Step 7 — Now the tile unlocks — and you select it
With the right evidence attached, the gate opens. The previously-locked tile lights up, and the “to claim level 3” hint clears. This is the step the mental model gets wrong: attaching evidence didn’t change your answer — it gave you permission to. You still click Defined to claim it.

Upload, then choose. That two-beat — prove it, then claim it — is the whole gated model in one motion. Notice the hint didn’t disappear; it advanced one rung, now asking for the procedure that would unlock Managed. If you later remove the evidence, the claim drops back to the highest level you can still support; the rating and its proof never drift apart.
Step 8 — The evidence lives in the Artifact Repository, and it’s reusable
Look again at the picker in Step 6: the policies it offered — Information Security Policy, Access Control Policy — weren’t created for this control. They already existed in your Artifact Repository (/app/artifact-repository), the same place your audit reports, certificates, and DR evidence live, and you simply linked one. That’s the payoff of doing this properly: one document, many links.
The policy that proves Defined on a CIS control can be linked from the matching ISO 27001 control, next year’s CIS run, and a vendor questionnaire — uploaded once, reused everywhere, and every link still points at the single source file. Anything you do upload mid-assessment lands in the same repository and is immediately available to the next control that needs it. (Who is allowed to see each artifact is a separate control, covered in Lock down a document to one team.)
Step 9 — Know when a control is done, and submit
A control is “done” when it carries an answer — a maturity level, or Not Applicable with a justification. The green status stripe down the left edge of each answered card (you’ve seen it on every control above) and the per-domain counts in the left rail — 4 / 5, 0 / 7 — tell you where the gaps are at a glance, so you always know how much is left.
When every required safeguard has an answer, submit with Complete Assessment in the footer. Talarity runs a server-side completeness check and won’t let a run close with unanswered controls — the review step lists exactly what’s still outstanding, so finalizing is a decision, not a scavenger hunt.
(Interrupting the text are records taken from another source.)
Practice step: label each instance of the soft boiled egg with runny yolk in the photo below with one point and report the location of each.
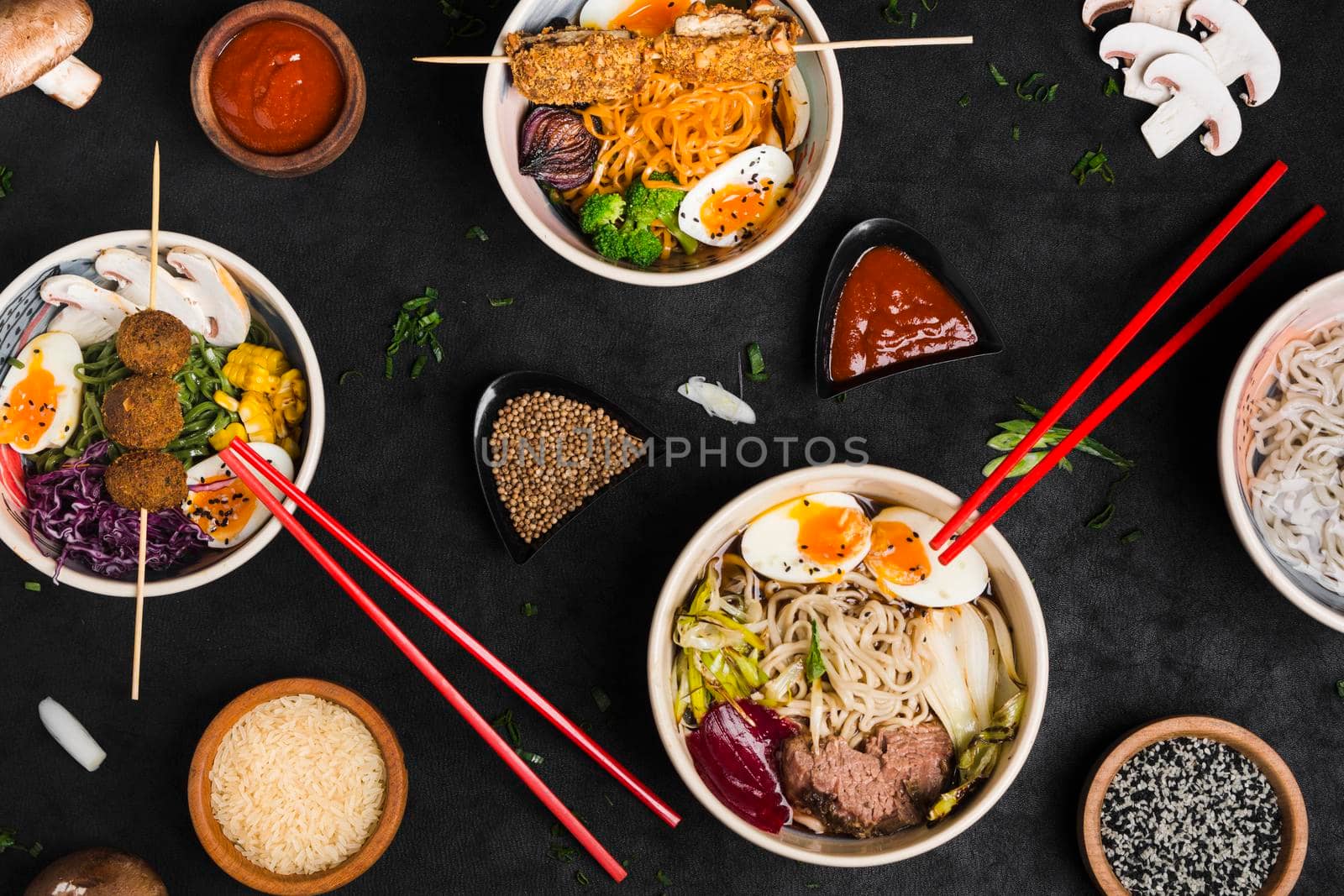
(218, 501)
(645, 18)
(906, 567)
(816, 537)
(40, 396)
(737, 199)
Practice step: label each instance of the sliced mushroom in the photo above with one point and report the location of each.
(1137, 43)
(87, 327)
(131, 270)
(1200, 100)
(38, 39)
(1238, 47)
(1163, 13)
(219, 296)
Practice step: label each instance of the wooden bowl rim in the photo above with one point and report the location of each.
(222, 849)
(1294, 826)
(304, 161)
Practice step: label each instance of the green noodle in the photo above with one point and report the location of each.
(198, 382)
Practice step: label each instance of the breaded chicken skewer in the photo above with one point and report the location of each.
(709, 45)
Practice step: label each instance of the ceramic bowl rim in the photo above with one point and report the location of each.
(698, 550)
(87, 248)
(797, 214)
(1233, 497)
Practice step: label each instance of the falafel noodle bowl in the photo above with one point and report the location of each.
(109, 406)
(827, 685)
(662, 143)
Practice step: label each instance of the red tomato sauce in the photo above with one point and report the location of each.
(277, 87)
(893, 309)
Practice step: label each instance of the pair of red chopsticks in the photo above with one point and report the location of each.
(246, 464)
(1136, 379)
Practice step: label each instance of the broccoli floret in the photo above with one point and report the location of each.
(611, 242)
(601, 208)
(643, 246)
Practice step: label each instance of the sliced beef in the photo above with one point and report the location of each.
(886, 786)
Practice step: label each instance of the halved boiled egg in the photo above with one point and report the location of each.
(40, 396)
(645, 18)
(905, 567)
(218, 501)
(737, 199)
(816, 537)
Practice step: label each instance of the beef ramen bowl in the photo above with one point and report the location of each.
(1280, 443)
(128, 407)
(831, 691)
(756, 137)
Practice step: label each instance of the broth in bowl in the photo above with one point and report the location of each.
(830, 689)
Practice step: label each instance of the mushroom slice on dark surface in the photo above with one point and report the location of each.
(1238, 47)
(1136, 45)
(38, 40)
(1200, 100)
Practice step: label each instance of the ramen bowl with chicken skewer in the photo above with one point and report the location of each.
(672, 175)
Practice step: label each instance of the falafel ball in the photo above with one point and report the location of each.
(152, 342)
(143, 411)
(151, 479)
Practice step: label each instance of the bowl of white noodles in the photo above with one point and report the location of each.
(1281, 450)
(927, 699)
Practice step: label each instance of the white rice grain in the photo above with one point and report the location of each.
(297, 785)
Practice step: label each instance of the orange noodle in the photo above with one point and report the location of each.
(671, 127)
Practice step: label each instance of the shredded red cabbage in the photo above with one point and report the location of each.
(71, 506)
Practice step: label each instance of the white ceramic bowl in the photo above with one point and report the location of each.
(1012, 590)
(24, 313)
(1252, 380)
(504, 110)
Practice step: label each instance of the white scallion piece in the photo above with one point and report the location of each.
(71, 734)
(717, 401)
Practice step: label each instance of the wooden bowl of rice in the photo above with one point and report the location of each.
(297, 788)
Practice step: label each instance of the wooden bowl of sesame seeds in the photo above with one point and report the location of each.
(546, 448)
(1097, 837)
The result is a maturity rating where every claimed level above Initial has the evidence behind it, one click from the auditor’s question.
What you walk away with
- One answer per control — the single maturity level that’s honestly true today, not a row of checkboxes.
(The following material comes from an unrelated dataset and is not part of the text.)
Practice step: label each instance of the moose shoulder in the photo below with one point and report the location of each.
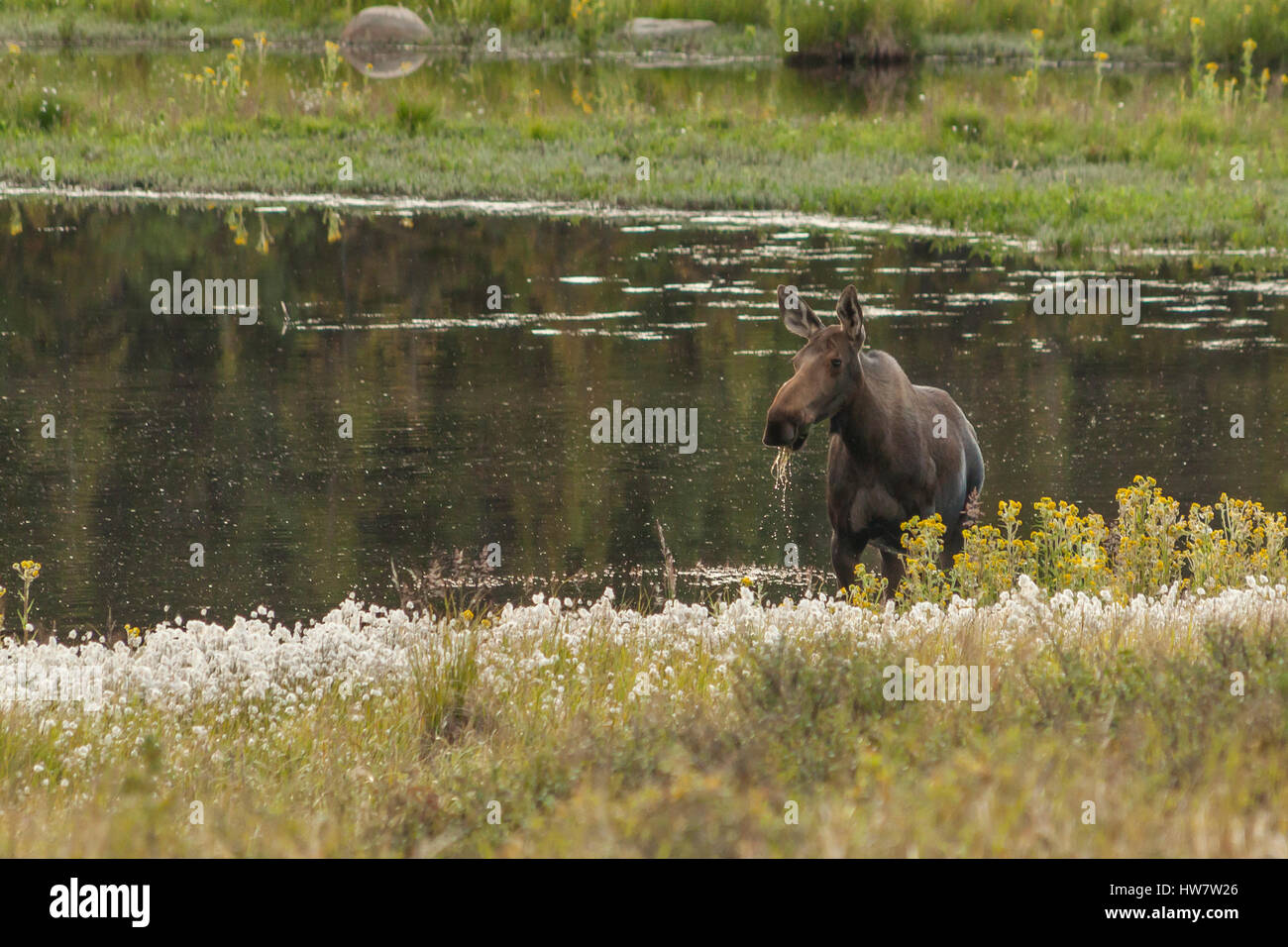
(897, 450)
- Evidence that unlocks, not advances — levels 2–5 open only when their proof is attached, and you still make the claim.
- A staircase you can’t skip — Defined needs the policy and the developing evidence; Managed adds a procedure; Optimized adds a metric.
- Tier-tagged proof — every linked document is attached against the specific level it satisfies, so the gate and the auditor agree.
- A reusable evidence library — one artifact links to many controls and many assessments, uploaded once.
Open your CIS assessment this afternoon. Pick a control you know cold, set it to the level that’s actually true, and link the one document that backs it. The first control takes a minute; by the tenth, the prove-it-then-claim-it rhythm is automatic — and so is the audit trail behind every rating.